Ha sido hace bien poco cuando fui atrapado por uno de esos momentos que ya creía sepultados para siempre por el poder omnívoro del realismo, de las tres dimensiones y de las pelotas del caballo. Estaba jugando a Hollow Knight en su reciente versión para Nintendo Switch. Como con todos los metroidvania, había comenzado a abrir el mapa como podía, en espera de algún nuevo ítem o poder que me permitiera adentrarme en las zonas que, hasta entonces, o bien me era imposible o lo tenía que hacer a ciegas, como las partes oscuras del Nido Profundo o el Santuario de Piedra. Así que andaba deambulando de aquí para allá, del Sendero Verde a los Cruces Olvidados pasando por el Páramo Fúngico, y pasando igualmente por la punta de mi aguijón a cuantos enemigos se cruzaban en mi camino. Y en un descanso lo recordé. Sin percatarme había logrado acumular más de 1800 geos. Así que no lo dudé. Viajé hasta Bocasucia y entré en la tienda de Sly para hacerme con la ansiada Linterna de Lumélula. Fue entonces cuando en fracción de segundos todo se reprodujo en la pantalla interior de mi mente. Me vi a mí mismo cruzando por las áreas oscuras, que oscuras seguían siéndolo pero mucho menos gracias a la ayuda de la linterna. Y me imaginaba precavido, atento a los peligros que podían acechar detrás de cada roca, de cada salto, de cada pared que ocultaba un pasaje secreto y que caería ante los envites de mi aguijón. ¿Qué enemigos me esperarían allí donde antes no llegaba la luz? ¿Algún jefe final; nuevos fenotipos? ¿Encontraría quizás allí la llave que me abriría aquella puerta; o tal vez el pase para el tranvía?

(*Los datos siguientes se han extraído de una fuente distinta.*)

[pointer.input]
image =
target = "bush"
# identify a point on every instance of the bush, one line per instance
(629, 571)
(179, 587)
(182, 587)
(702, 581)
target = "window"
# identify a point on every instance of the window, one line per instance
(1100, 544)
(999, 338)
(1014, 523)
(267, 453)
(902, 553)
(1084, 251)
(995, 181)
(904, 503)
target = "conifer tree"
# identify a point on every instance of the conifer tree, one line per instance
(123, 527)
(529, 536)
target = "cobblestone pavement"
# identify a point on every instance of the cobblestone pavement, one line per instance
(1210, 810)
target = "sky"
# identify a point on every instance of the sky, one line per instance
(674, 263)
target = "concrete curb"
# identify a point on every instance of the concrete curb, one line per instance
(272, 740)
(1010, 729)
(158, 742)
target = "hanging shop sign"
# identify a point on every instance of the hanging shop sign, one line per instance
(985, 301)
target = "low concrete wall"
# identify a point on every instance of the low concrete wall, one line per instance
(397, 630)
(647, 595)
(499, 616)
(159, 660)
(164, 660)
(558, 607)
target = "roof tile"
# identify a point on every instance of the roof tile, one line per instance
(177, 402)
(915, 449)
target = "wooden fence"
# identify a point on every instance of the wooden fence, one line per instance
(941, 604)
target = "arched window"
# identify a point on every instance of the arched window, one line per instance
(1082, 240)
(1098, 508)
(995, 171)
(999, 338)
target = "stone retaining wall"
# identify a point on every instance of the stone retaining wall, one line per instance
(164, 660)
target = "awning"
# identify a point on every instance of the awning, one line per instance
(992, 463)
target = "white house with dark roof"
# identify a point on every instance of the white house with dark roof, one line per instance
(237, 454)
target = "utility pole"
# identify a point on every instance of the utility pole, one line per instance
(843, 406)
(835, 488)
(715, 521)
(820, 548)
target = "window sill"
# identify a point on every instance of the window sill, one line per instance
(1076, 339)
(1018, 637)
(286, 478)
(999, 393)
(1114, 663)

Con solo dos dimensiones —aunque eso sí, bajo una dirección artística resplandeciente y con una banda sonora y una edición de sonido tan sublime la una como artesanal la otra—, prescindiendo de la profundidad, de la perspectiva, del detallismo hiperrealista, de la sensación de película y de la trabajada física de los testículos de caballo, Hollow Knight me había hecho viajar a otra realidad, a otro mundo, el de Hallownest, que imaginaba dentro de mi pensamiento de una manera determinada, del mismo modo que cuando leí, por ejemplo, Cien años de soledad y cree una imagen de Macondo.
El proceso cognitivo me hizo volver la memoria unos cuantos lustros atrás, cuando me preguntaba cómo era capaz de viajar por tuberías, de caminar por una ciudad repartiendo mamporros a macarras y hampones, de caminar por siniestros cementerios y castillos luchando contra zombis y otros hijos del Averno sin más ropa que mis calzoncillos o de atravesar junglas y cavernas saltando con mis piernas de primate mientras disparaba proyectiles por la boca… Entonces me di cuenta de que era imposible, porque es cierto: los juegos en dos dimensiones nunca desaparecieron, nunca lo han hecho y nunca lo harán. Y también de otro aspecto incluso más importante: los sprites y las dos dimensiones son literarias, mientras que las tres dimensiones y los polígonos son literales.
Literalidad frente a literatura, pornografía frente a erotismo.